Ein passender Vergleich verdeutlicht dies: Flugbegleiterinnen und Flugbegleiter werden nicht primär für den Service ausgebildet, sondern dafür, im Notfall alle Passagiere sicher aus dem Flugzeug zu bringen. Ebenso sollten Veranstalter – neben Unterhaltung, Technik und Catering – der Sicherheit ihrer Gäste höchste Priorität einräumen.
Was gehört in ein Sicherheitskonzept?
Die Erstellung eines Sicherheitskonzepts ist eine anspruchsvolle Gratwanderung. Einerseits müssen angemessene und zumutbare Massnahmen getroffen werden, andererseits dürfen diese weder unverhältnismässig noch rechtswidrig sein. Was im Einzelfall als ausreichend, sinnvoll und rechtskonform gilt, ist nicht immer eindeutig. Ein gewisses Restrisiko bleibt daher für Veranstalter bestehen.
Umso wichtiger ist es, auf mögliche Notfälle vorbereitet zu sein und Notfallszenarien gemeinsam mit dem Team zu planen und zu üben. Denn nur Abläufe, die trainiert und verinnerlicht sind, können im Ernstfall – insbesondere unter Stress oder Schock – zuverlässig abgerufen werden.
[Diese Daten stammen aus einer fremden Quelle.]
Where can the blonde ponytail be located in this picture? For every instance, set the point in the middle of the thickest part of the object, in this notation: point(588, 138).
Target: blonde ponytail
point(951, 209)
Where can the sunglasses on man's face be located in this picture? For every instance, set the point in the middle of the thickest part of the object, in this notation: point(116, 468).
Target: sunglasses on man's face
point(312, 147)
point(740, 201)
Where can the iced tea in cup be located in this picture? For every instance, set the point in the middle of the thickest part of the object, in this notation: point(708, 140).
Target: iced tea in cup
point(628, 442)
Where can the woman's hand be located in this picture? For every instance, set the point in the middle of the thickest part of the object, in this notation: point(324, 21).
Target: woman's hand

Zentrale Prüffragen für Veranstalter
Zur strukturierten Planung empfiehlt es sich, folgende Fragen zu prüfen oder prüfen zu lassen. Diese stellen keine rechtliche Beratung, sondern eine praxisorientierte Orientierung dar:
- Ist die Erstellung eines Sicherheitskonzepts erforderlich?
- Wurden alle notwendigen Genehmigungen eingeholt und die zuständigen Behörden eingebunden?
- Sind Mitarbeitende, Helfer und Dienstleister ausreichend geschult?
- Sind Verantwortlichkeiten klar definiert und allen Beteiligten bekannt?
- Wurden Dienstleister geprüft und in das Sicherheitskonzept eingebunden?
- Existiert ein klarer Notfall- und Alarmierungsplan?
- Ist festgelegt, wer im Ernstfall Entscheidungen trifft?
- Wie erfolgt eine Evakuierung der Location oder des Geländes?
- Liegt ein Evakuierungs- bzw. Räumungskonzept vor?
- Ist eine funktionierende Kommunikation auch ohne Strom oder Internet gewährleistet?
- Werden alle brandschutzrechtlichen Vorgaben eingehalten?
- Ist ein Ordnungs- oder Sicherheitsdienst erforderlich?
- Ist die maximale Besucherzahl definiert und sind Flucht- und Rettungswege korrekt ausgewiesen?